Lee has been in custody since his arrest Sept. 7, 2012, just minutes after his wife, Tawny Lee, called 911 in Limerick, Maine, to report that Lee had been driving back and forth outside her house and that he was possibly armed.
Lee had many weapons in his borrowed Cadillac at the time of his arrest, including three loaded guns, two unloaded rifles and a machete, as well as handcuffs, a roll of black plastic sheeting, latex gloves and camouflage face paint, according to an FBI agent who testified Thursday.
Christine Brown Irish testified as a medical expert about Lee’s condition during five hospitalizations before his arrest.
Lee, who has diabetes and a heart condition, had broken his back in a car crash in March 2012, about a month before his wife left him for Mann, whom she had first dated as a teenager.

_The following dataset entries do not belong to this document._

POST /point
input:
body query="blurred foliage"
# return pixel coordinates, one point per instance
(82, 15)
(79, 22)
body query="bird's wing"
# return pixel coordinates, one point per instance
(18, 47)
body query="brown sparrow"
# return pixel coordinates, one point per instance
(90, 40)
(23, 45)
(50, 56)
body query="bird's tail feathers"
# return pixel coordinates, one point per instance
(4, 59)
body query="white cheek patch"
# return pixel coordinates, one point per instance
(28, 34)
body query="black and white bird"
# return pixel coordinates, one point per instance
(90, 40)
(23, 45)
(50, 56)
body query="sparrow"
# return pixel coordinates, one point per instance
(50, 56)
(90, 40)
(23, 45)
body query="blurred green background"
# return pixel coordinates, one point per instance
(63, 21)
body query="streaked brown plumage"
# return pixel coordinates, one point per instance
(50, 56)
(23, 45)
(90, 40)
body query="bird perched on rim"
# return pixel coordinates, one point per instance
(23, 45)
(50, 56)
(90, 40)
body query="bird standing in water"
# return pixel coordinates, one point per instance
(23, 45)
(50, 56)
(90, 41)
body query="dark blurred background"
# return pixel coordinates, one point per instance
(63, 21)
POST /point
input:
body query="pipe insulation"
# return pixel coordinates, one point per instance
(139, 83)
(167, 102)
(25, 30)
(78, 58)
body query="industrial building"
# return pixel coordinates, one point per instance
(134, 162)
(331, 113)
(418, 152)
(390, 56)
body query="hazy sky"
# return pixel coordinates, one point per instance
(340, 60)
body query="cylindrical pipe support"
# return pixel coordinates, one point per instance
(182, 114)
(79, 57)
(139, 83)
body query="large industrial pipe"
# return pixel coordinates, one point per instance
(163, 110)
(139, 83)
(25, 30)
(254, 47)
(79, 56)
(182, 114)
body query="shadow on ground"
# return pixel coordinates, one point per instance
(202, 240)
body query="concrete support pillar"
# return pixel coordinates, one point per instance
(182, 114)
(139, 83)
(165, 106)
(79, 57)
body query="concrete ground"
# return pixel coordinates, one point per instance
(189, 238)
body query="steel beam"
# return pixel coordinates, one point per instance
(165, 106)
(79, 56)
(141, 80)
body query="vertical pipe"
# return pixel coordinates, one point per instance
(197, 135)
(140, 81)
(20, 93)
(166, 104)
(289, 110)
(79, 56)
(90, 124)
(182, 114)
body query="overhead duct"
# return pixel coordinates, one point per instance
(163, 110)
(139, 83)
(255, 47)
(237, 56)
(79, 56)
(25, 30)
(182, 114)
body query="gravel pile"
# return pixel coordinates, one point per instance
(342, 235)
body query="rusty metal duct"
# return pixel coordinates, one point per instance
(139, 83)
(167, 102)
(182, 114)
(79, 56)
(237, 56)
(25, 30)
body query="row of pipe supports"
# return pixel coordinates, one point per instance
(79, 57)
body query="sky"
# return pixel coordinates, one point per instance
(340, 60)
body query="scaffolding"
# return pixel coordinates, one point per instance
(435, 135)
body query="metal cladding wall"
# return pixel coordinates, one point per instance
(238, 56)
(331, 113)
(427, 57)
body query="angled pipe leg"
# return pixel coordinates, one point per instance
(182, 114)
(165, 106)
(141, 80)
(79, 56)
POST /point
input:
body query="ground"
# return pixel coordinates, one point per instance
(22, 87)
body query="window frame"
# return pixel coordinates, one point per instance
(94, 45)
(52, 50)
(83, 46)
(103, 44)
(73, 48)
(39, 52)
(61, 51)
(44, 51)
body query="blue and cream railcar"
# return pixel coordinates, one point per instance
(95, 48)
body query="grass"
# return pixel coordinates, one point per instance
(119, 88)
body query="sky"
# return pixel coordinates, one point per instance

Irish, a doctor at Maine Medical Center, summarized Lee’s medical records – 1,500 to 2,000 pages of documentation – describing him as having an “altered mental status” from extremely low blood sugar levels on multiple hospital admissions.
“His diabetes was being poorly controlled during this time,” Irish said, referring to Lee’s hospital admissions in April and May of 2012.
During that time, Lee sent multiple emails to his wife, threatening her and Mann.
Clifford has said that Lee was affected by that altered mental state and medications when he sent the threatening messages.
Lee’s mother, Florence Walker, and brother, Allen Lee, testified via video conference about Lee’s poor health during this time.
Lee’s sister, Linda Watson, said she called for an ambulance to take Lee to a hospital again on May 20, after diabetic shock caused him to lose consciousness.
“I didn’t think he would live,” Watson said, adding that she took what she thought would be a final photograph of him.
Clifford has argued that the prosecution would not be able to prove that Lee intended to harm his wife or Mann.
Another of Lee’s sisters, Stella Lee, testified earlier in the week that she phoned Tawny Lee to warn her after hearing Benjamin Lee repeatedly threaten to kill his estranged wife.